Yeah, I’d say that’s an approach that will win over a lot more mathematicians if any can at all that is. Not to say we can’t do both as we see with program verification field getting lots of practitioners and results. It’s just they’ll remain separate unless people start doing program verification in a way closer to how mathematicians think. I’m not sure that’s going to happen since problems from high-level representations mismatching low-level implementations are why they took current approach to begin with. There’s some potential, though, when using algebraic or state models given it was done in the past knocking out lots of problems.
There’s also already methods being developed to convert the high-level stuff into equivalent low-level stuff like Imperative/HOL or the ceritfying compilers for proof assitants.

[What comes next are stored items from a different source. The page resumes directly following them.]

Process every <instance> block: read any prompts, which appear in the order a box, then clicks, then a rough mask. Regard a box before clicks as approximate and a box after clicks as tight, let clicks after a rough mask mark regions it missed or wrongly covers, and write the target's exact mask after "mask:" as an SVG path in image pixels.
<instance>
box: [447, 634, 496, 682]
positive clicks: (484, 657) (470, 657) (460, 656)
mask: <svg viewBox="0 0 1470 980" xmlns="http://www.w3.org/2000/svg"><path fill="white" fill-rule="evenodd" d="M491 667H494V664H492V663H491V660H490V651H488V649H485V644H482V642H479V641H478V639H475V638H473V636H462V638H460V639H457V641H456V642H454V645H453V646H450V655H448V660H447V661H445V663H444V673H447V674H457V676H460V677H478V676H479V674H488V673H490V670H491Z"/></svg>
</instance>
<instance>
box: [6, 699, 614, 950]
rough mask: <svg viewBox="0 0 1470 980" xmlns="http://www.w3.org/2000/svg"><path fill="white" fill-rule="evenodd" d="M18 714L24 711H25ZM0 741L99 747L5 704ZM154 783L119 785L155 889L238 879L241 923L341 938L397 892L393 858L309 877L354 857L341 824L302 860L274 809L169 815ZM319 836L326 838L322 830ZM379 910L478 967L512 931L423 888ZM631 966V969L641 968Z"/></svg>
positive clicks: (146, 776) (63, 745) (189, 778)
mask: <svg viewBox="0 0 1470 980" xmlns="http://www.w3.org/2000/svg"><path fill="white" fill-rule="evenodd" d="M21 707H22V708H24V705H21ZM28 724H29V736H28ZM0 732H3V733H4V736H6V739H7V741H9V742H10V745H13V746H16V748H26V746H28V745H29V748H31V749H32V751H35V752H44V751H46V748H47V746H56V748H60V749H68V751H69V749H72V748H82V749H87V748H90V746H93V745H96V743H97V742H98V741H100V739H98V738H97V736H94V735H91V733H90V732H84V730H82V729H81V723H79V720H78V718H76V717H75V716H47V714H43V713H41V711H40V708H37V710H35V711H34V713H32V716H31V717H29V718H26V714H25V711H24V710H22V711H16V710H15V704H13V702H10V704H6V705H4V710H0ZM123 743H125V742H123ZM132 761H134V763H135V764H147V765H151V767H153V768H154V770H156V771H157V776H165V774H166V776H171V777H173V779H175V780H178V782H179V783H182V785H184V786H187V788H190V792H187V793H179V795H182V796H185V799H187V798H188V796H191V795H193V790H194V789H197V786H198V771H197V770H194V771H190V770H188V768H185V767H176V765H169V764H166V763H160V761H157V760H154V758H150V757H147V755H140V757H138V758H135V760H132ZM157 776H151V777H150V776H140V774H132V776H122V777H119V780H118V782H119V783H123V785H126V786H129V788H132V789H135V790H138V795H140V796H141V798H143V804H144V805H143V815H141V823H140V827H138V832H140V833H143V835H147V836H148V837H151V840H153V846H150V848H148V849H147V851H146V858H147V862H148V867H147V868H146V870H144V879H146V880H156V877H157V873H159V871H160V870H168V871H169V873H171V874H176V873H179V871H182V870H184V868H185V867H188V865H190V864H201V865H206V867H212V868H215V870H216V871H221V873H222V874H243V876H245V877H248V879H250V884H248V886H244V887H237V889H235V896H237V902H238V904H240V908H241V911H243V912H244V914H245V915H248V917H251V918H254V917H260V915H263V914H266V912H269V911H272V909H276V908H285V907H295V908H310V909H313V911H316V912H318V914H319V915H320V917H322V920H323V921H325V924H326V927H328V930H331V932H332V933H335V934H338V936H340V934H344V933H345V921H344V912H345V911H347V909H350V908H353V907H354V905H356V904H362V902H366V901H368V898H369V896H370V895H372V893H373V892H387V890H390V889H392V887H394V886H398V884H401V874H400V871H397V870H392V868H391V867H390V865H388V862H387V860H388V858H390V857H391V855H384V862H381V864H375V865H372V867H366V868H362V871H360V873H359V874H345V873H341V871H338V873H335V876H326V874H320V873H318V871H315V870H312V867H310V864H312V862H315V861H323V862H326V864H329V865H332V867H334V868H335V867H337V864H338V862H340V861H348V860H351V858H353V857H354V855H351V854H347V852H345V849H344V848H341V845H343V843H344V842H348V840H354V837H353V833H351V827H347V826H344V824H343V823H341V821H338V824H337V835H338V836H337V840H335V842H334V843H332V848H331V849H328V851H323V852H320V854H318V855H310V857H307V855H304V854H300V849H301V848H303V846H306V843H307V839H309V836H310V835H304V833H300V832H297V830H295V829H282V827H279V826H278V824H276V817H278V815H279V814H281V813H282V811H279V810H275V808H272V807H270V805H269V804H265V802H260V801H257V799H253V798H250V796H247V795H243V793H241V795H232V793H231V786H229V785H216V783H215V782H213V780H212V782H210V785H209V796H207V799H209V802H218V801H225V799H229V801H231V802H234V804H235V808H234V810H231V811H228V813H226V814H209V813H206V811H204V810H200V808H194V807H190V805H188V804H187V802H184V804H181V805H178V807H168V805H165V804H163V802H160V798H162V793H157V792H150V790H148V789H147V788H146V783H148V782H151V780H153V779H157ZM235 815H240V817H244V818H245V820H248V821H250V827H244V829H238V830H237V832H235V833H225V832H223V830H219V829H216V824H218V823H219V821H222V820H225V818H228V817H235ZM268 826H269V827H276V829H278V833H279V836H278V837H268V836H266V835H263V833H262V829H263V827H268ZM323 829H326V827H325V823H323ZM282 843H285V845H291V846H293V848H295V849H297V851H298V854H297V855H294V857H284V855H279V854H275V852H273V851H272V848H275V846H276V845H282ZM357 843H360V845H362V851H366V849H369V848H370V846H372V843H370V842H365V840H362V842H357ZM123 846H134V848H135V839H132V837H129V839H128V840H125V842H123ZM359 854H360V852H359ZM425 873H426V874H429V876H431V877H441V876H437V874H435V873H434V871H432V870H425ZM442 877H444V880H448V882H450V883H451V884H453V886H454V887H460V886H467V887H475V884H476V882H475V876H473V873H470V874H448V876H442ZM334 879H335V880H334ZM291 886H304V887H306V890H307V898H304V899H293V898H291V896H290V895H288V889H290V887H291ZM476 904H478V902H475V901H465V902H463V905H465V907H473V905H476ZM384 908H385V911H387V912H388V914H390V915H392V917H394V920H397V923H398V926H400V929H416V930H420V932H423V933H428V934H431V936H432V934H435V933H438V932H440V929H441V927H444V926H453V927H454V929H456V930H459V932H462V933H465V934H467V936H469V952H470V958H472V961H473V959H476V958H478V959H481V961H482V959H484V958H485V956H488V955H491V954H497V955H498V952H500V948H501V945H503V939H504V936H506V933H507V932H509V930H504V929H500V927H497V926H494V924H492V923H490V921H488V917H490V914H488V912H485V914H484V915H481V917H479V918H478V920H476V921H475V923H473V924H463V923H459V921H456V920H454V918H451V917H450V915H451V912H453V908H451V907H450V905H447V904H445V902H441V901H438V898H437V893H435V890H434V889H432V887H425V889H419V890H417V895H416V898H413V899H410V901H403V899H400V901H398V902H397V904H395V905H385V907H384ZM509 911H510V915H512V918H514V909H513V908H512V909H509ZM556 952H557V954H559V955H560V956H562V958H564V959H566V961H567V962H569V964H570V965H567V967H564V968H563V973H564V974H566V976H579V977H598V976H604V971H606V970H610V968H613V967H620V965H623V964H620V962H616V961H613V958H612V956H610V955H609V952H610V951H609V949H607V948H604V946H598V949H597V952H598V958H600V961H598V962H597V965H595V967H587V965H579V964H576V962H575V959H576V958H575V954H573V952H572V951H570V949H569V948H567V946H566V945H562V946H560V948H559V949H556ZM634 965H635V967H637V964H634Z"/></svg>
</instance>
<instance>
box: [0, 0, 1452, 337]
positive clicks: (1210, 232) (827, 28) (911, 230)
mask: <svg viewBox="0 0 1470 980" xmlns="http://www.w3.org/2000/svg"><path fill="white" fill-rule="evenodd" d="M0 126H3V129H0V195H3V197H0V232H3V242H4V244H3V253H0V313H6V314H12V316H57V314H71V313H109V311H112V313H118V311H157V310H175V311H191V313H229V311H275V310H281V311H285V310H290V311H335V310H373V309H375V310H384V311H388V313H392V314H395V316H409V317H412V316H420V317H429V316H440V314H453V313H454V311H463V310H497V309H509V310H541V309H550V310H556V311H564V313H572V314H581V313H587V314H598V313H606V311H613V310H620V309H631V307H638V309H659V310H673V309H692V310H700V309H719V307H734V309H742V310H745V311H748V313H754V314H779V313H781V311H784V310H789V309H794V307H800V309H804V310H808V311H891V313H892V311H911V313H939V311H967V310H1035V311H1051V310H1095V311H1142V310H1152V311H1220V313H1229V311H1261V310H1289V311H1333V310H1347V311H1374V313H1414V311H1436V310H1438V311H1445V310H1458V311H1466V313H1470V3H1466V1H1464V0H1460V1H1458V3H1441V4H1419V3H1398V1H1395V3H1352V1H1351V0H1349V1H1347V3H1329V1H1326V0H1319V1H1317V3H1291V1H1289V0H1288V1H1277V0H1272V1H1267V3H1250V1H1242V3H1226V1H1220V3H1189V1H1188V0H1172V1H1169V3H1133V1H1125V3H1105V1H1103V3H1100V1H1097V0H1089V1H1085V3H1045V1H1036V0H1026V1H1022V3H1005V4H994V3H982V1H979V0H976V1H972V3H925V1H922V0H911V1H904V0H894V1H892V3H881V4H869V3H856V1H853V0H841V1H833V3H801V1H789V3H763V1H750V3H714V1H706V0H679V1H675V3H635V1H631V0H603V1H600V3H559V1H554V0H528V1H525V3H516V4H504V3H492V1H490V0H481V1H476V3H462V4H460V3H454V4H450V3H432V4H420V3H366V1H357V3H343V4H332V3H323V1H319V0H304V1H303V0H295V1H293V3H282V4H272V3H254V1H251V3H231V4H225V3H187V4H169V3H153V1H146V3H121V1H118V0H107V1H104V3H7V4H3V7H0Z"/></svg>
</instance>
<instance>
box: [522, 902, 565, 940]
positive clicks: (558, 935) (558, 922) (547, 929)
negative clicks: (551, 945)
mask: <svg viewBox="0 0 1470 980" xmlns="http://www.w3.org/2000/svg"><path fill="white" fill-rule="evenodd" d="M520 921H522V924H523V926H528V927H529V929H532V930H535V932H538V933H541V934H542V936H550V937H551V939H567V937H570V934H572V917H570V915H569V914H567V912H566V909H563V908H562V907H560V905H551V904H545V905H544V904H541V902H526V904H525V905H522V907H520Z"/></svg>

Might be possible to grab some extra mathematicians into formal verification if they can do human-centric proofs on high-level algorithms with the transformation tools doing the rest to let them avoid tedium or steps computers do better. Anything really interesting they come up with would likely be duplicated later by people in the program-centric side of things.
Just speculating there since I’m too distant from the practice to know for sure. I’m probably going to have to learn (or attempt to learn) the methods of mathematical proof in the future to get better at my meta-explorations of these issues. I was looking for easy books on it based on recommendations by folks on places like Hacker News. I bookmarked your two. Here’s the others I that popped up a lot in discussions which had good reviews for newcomers in case any of you have experience with them:
Concepts of Modern Mathematics by Stewart
Introduction to Mathematical Reasoning: Numbers, Sets, and Functions by Eccles
A few people also recommended How to Prove It by Velleman though most didn’t say it was for newcomers. Maybe one or two said it was with most just claiming it’s helpful for understanding proof.
I bring these up because I like to collect resources that I can pass on to lots of people to bring them in these sub-fields. People learning invariants and such seem to have hardest time with initial concepts of formalizing ideas into math form. Then, the proving gets them after that. Ideally, I’d have one to a few books (less quantity/cost the better) to use myself and/or recommend to others that cover those really well. Once they get those concepts, the rest might come more easily. Especially the simpler specifications or proofs used in stuff like SPARK Ada given it’s mostly Boolean and first-order logic. Optionally, they can work from there to learn either human- or machine-oriented proving with greater complexity.
EDIT: Went ahead and bought these to review them myself. If I can’t use any one, I’ll just donate it to library or give it to someone more mathematically inclined to further their development.
This changes everything. So many mathematicians have carte blanche ignored provers despite their obvious utility. I think it’s mostly because the adjustment pains are simply too great to find them useful.